One of the most important functions of training is to address these imbalances that are created simply by playing the game, as well as the postural deficiencies that people develop as a result of everyday life. Correcting these imbalances allows us to spend more time in biomechanically optimal positions, thus reducing our chances of injury.
It is also important to build a reserve of strength in certain muscle groups and movement patterns that will help us better withstand the forces placed upon us in our sport. If we can prepare ourselves in training to handle loads and forces over and above what we are likely to deal with on the field/court/track, we drastically reduce our chance of injury.
In the gym we can expose ourselves to high-force situations in a safer and more controllable manner than we would ever be able to in our sport, thus giving us a much larger capacity to handle high forces when exposed to them in the game.
Teaching good movement
Top tier athletes have an exceptional understanding (conscious or subconscious) of how their body works. Some have learned it through thousands of hours of playing, some have learned through an injury and the subsequent rehab process, some say they were ‘born with it’ (a discussion for another time). For those that need to improve their physical awareness, the gym is a perfect environment for athletes to learn how their body works.
While improving performance in sport is always the number one priority, the game situation is a poor environment for teaching athletes movement. This environment is too complex, ballistic, unpredictable, inconsistent, and full of distractions to attempt to learn movement skills at the same time.

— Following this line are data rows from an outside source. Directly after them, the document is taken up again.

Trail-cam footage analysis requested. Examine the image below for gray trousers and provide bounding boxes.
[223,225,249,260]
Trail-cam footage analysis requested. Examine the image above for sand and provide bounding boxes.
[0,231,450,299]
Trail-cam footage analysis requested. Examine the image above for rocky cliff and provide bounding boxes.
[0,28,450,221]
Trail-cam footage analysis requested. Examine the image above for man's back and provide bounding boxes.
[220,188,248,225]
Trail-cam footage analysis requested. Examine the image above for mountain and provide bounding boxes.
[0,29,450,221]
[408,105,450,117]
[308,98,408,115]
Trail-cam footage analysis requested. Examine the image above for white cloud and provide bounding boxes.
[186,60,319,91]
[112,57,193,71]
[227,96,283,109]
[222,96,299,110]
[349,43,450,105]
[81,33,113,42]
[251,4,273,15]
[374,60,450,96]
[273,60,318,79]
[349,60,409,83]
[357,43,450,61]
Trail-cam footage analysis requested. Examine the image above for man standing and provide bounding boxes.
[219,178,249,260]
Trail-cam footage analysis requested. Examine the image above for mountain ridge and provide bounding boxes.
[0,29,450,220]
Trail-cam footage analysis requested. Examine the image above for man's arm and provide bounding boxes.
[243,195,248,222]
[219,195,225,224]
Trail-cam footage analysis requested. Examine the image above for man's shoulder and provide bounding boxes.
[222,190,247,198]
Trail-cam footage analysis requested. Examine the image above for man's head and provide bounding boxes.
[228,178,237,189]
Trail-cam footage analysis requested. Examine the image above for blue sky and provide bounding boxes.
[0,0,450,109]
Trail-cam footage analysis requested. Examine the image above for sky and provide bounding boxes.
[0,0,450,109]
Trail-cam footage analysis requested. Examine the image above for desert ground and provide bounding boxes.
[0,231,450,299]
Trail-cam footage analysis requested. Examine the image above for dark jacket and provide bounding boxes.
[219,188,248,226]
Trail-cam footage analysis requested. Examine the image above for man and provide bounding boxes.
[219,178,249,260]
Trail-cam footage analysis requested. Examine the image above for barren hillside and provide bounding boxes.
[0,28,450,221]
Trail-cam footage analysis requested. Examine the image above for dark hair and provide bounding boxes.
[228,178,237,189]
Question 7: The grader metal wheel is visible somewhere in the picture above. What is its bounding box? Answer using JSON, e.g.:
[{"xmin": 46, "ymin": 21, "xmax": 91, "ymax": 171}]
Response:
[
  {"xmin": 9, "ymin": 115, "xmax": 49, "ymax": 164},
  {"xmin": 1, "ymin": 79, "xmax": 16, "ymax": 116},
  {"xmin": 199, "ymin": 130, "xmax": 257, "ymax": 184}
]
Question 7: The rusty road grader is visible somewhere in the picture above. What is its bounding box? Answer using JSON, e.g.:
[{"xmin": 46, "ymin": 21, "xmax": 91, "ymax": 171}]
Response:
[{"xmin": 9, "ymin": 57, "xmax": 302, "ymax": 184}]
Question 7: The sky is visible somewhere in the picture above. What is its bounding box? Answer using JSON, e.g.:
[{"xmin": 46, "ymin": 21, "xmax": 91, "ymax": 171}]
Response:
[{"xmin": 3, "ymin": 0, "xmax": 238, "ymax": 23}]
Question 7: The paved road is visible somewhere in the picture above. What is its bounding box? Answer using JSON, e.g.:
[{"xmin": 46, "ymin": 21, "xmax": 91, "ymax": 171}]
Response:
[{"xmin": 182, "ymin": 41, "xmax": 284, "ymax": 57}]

Conversely, the gym is a safe, predictable, consistent environment where we can build skills from the ground up, eventually transitioning these skills to more complex and dynamic situations where we will see the transfer to our sporting performance.
One of the most beneficial functions a training program can provide, is that it positively affects an athlete’s mindset. If your team can run onto the field believing without a doubt that you are physically superior to your opponents, the game is already 90% won.
Your training program should be set up so that players feel like they are constantly making progress, even if only in small amounts. When athletes feel good, they play good.
Regardless of what we are doing for training, we must always be looking to improve on our loading parameters:
-Exercise (more difficult variation)
-Weight (more load)
-Sets (more sets)
-Reps (more reps)
-Tempo (more time under tension)
-Rest time (less rest)
As long as we are improving on one of these parameters we know that we are progressing with our training, note that the demands of the chosen sport will determine which loading parameters are the most important to improve on.
Last but not least, 90% of athletes do NOT enjoy training, they just want to play their sport, because it is enjoyable to them. Athletes train because they accept that it is a necessary component for long term sporting success, what this means is that they will generally approach training with a less than 100% effort mindset.
If you can make your training more enjoyable, you will unconsciously have a higher output, Enjoyable training also means you are less likely to miss sessions when you are tired, busy, etc.
There are plenty of ways to make training more fun; creating competition, playing games, adding variety, anything that distracts from the fact that you are working hard will go a long way to making training more enjoyable.
To wrap up, while strength is a vital part of athletic dominance, it is not enough.
A superior athlete will also have less imbalances, more resilience, sound movement patterns, be more confident, be consistently progressing, and be having fun.